Comparison of DNA fingerprinting methods for use in investigation of type E botulism outbreaks in the Canadian Arctic

Abstract

Pulsed-field gel electrophoresis (PFGE), randomly amplified polymorphic DNA (RAPD) analysis, and automated ribotyping were compared for epidemiological typing of Clostridium botulinum type E using clinical and food isolates associated with four botulism outbreaks occurring in the Canadian Arctic. All type E strains previously untypeable by PFGE, even with the use of a formaldehyde fixation step, could be typed by the addition of 50 microM thiourea to the electrophoresis running buffer. Digestion with SmaI or XhoI followed by PFGE was used to link food and clinical isolates from four different type E botulism outbreaks and differentiate them from among 39 group II strains. Strain differentiation was unsuccessful with the automated ribotyping system, producing a single characteristic EcoRI fingerprint common to all group II strains. RAPD analysis of C. botulinum group II strains was not consistently reproducible with primer OPJ-6 or OPJ-13, apparently discriminating between epidemiologically related strains. A modified PFGE protocol was judged to be the most useful method for typing epidemiologically related C. botulinum type E strains, based on its ability to type all strains reproducibly and with an adequate level of discrimination.

FIG. 1.

(A and B) PFGE patterns of SmaI digests of food and clinical isolates of C. botulinum type E originating from the Canadian Arctic run without (A) and with (B) 50 μM thiourea in the running buffer.
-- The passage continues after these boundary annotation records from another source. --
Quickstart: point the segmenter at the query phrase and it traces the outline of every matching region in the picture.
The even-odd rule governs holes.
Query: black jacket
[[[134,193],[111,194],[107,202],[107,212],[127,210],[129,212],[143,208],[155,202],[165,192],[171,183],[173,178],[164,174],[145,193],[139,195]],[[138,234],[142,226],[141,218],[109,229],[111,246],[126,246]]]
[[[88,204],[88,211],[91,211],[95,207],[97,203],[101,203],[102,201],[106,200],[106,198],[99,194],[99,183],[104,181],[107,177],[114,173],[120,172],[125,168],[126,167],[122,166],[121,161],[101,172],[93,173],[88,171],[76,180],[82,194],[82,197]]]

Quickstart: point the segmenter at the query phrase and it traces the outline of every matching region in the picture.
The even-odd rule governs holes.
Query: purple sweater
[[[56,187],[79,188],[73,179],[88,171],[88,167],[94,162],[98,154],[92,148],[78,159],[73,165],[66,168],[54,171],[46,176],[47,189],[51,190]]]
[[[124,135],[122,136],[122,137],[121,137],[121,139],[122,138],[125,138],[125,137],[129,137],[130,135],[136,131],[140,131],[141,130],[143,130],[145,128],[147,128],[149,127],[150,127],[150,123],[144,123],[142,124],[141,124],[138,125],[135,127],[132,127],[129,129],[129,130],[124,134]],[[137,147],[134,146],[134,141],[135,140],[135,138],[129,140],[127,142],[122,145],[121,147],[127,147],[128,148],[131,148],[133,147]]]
Lanes 1, 8, and 15, low PFGE molecular weight markers; lanes 2 to 6, outbreak 3 strains; lanes 9 and 10, outbreak 4 strains; lane 11, epidemiologically unrelated clinical isolate with a PFGE pattern identical to that of strains in lanes 9 to 10; lanes 12 and 13, outbreak 1 strains; lanes 7 and 14, control type E strains typeable without thiourea. (C) PFGE analysis using SmaI digests of six C. botulinum type E strains analyzed with and without a formaldehyde fixation step. Lanes 1, 8, and 15, low PFGE molecular weight markers; lanes 2, 4, 6, 9, 11, and 13, strains fixed with formaldehyde; lanes 3, 5, 7, 10, 12, and 14, same strains without formaldehyde fixation. NF, no formaldehyde.

FIG. 2.

Dendrogram revealing the high level of genetic relatedness of the 11 epidemiologically related type E strains originating from four different outbreaks analyzed among 39 C. botulinum group II isolates and based on their XhoI PFGE patterns. The percentage of similarity among strains was determined using the Dice coefficient, and the clustering was performed by UPGMA.

FIG. 3.

Typical EcoRI ribopatterns of C. botulinum type E strains characterized with only two main lower fragments using an automated RiboPrinter system.

FIG. 4.

RAPD patterns of nine epidemiologically related and three epidemiologically unrelated type E strains of C. botulinum. Lanes 1, 8, and 15, DNA molecular weight marker VI; lanes 2 to 6, outbreak 3 strains; lanes 9 and 10, outbreak 4 strains; lanes 12 and 13, outbreak 1 strains; lanes 7, 11 and 14, epidemiologically unrelated type E strains.

FIG. 5.

Dendrogram showing the low genetic relatedness of 9 of the 11 epidemiologically related type E strains originating from four different outbreaks analyzed among 39 C. botulinum group II strains and based on their OPJ-13 RAPD patterns. The percentage of similarity among strains was determined using the Dice coefficient, and the clustering was performed by UPGMA.